In the mathematical fields of differential geometry and geometric analysis, the Calabi flow is a geometric flow which deforms a Kähler metric on a complex manifold. Precisely, given a Kähler manifold M, the Calabi flow is given by:

${\displaystyle {\frac {\partial g_{\alpha {\overline {\beta }}}}{\partial t}}={\frac {\partial ^{2}R^{g}}{\partial z^{\alpha }\partial {\overline {z}}^{\beta }}}}$,

where g is a mapping from an open interval into the collection of all Kähler metrics on M, R^g is the scalar curvature of the individual Kähler metrics, and the indices α, β correspond to arbitrary holomorphic coordinates z^α. This is a fourth-order geometric flow, as the right-hand side of the equation involves fourth derivatives of g.

The Calabi flow was introduced by Eugenio Calabi in 1982 as a suggestion for the construction of extremal Kähler metrics, which were also introduced in the same paper. It is the gradient flow of the Calabi functional; extremal Kähler metrics are the critical points of the Calabi functional.

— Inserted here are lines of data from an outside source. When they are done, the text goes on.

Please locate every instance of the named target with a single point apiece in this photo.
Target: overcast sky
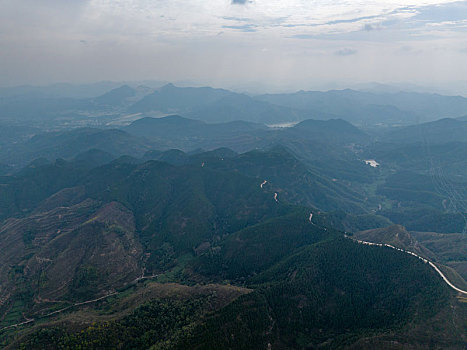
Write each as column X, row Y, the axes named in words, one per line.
column 287, row 43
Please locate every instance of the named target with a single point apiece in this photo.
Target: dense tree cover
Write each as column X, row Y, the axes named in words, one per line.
column 323, row 295
column 157, row 321
column 326, row 294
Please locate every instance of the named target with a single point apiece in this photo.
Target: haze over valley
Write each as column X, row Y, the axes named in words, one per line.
column 228, row 175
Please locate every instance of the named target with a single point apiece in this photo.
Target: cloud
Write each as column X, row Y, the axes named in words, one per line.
column 246, row 28
column 345, row 52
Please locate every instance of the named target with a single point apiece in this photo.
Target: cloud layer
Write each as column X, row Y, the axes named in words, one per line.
column 295, row 43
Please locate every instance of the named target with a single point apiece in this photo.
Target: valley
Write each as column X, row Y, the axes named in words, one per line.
column 185, row 231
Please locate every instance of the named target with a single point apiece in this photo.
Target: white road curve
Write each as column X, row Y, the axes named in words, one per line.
column 421, row 258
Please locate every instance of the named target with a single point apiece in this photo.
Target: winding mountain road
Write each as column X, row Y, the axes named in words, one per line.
column 426, row 261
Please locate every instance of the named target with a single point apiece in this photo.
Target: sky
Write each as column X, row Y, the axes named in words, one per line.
column 249, row 44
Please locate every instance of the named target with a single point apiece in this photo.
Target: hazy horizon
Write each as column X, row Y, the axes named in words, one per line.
column 240, row 44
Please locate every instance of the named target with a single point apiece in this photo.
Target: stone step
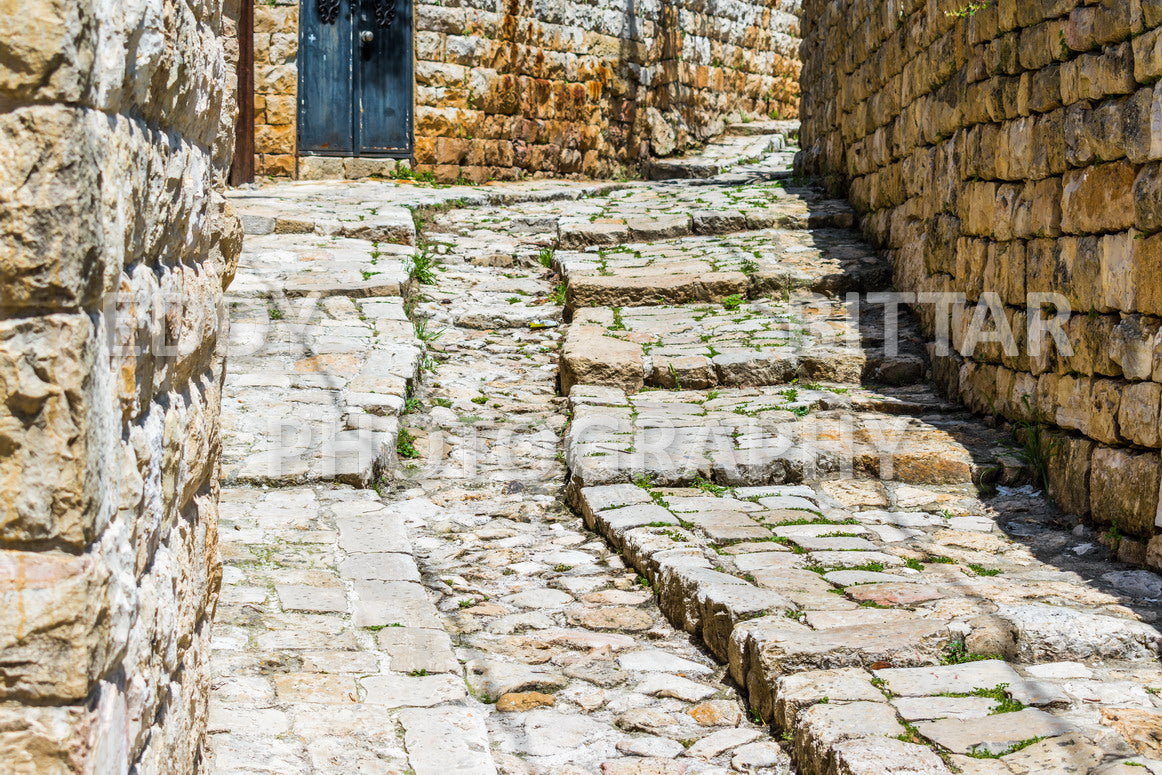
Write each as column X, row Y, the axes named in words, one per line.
column 886, row 688
column 773, row 436
column 809, row 338
column 664, row 223
column 775, row 127
column 387, row 224
column 315, row 388
column 311, row 265
column 719, row 156
column 754, row 264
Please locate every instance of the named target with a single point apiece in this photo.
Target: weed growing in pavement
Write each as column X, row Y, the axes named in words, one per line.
column 1035, row 444
column 732, row 302
column 557, row 295
column 956, row 653
column 404, row 444
column 422, row 266
column 424, row 334
column 977, row 753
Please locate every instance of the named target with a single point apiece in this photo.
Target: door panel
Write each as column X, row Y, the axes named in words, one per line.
column 325, row 81
column 384, row 81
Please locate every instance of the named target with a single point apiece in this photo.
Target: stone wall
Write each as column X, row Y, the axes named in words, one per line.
column 508, row 87
column 1013, row 146
column 115, row 245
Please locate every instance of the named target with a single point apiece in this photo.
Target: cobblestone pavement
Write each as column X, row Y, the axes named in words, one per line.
column 714, row 524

A convergence theorem for the Calabi flow was found by Piotr Chruściel in the case that M has complex dimension equal to one. Xiuxiong Chen and others have made a number of further studies of the flow, although as of 2020 the flow is still not well understood.

References

• Eugenio Calabi. Extremal Kähler metrics. Ann. of Math. Stud. 102 (1982), pp. 259–290. Seminar on Differential Geometry. Princeton University Press (PUP), Princeton, N.J.
• E. Calabi and X.X. Chen. The space of Kähler metrics. II. J. Differential Geom. 61 (2002), no. 2, 173–193.
• X.X. Chen and W.Y. He. On the Calabi flow. Amer. J. Math. 130 (2008), no. 2, 539–570.
• Piotr T. Chruściel. Semi-global existence and convergence of solutions of the Robinson-Trautman (2-dimensional Calabi) equation. Comm. Math. Phys. 137 (1991), no. 2, 289–313.